One major focus of our work is to elucidate the molecular and cellular basis of neuronal function and interactions in the basal ganglia. The basal ganglia play a critical role in the integration of sensorimotor, associative and limbic information to produce motor behaviors. In addition, abnormalities in dopaminergic, glutamatergic and serotonergic signaling in the basal ganglia have been implicated in many neurological and psychiatric disorders, including schizophrenia, Parkinson's disease, Huntington's disease, depression, anxiety, Attention Deficit Hyperactivity Disorder and drug abuse. The basal ganglia are composed of several subcortical nuclei, including the striatum, the globus pallidus, the subthalamic nucleus and the substantia nigra. The striatum is a central component of the basal ganglia as it integrates excitatory glutamatergic inputs, predominantly from the cortex and thalamus, with dopaminergic and serotonergic inputs from mesencephalon, and sends projections to the output structures of the basal ganglia.

Neurobiology of signaling in the brain.
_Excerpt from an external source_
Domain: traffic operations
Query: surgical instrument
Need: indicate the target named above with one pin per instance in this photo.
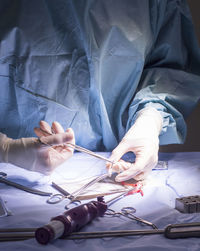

Our research group is elucidating the signal transduction pathways through which dopamine and other neurotransmitters elicit their physiological effects on their target neurons in the basal ganglia. We have found that about a dozen neurotransmitters which regulate the activity of these neurons do so in large measure by regulating the state of phosphorylation of a pivotal signaling switch referred to by the acronym DARPP-32 (dopamine and cyclic AMP-regulated phosphoprotein, Mr32kDA). They do so through a variety of mechanisms involving increased or decreased phosphorylation or increased or decreased dephosphorylation. We have found four specific residues in DARPP-32 that are phosphorylated by distinct protein kinases and dephosphorylated by distinct protein phosphatases. The DARPP-32 molecule itself can act either as an inhibitor of cyclic AMP-dependent protein kinase or as an inhibitor of protein phosphatase-1, depending upon the particular residue that is phosphorylated. This is the first known example of a molecule that can act either as a protein kinase or phosphatase inhibitor. The state of phosphorylation of DARPP-32, through control of protein kinase and phosphatase activities, regulates the state of phosphorylation and activity of virtually every known physiological effector, including a variety of ion pumps, ion channels, neurotransmitter receptors and transcription factors. Dopaminoceptive neurons integrate all information coming into the neostriatum and are the only efferent pathway out of the striatum. DARPP-32 provides a molecular mechanism by which all efferent information is integrated and converted into a meaningful physiological response. Animals with targeted deletion of the DARPP-32 gene show a total loss of effectiveness of dopamine, antipsychotic drugs and substances of abuse, including cocaine, amphetamine, LSD, PCP (angel dust), opiates, marijuana, alcohol, nicotine and caffeine. This research program has clarified a great deal of the signaling machinery involved in dopamine action and the action of other neurotransmitters that interact with the dopamine pathway, has elucidated new principles of signal transduction and is of clinical relevance, providing a variety of new targets for the development of drugs for the treatment of several major psychiatric and neurological disorders.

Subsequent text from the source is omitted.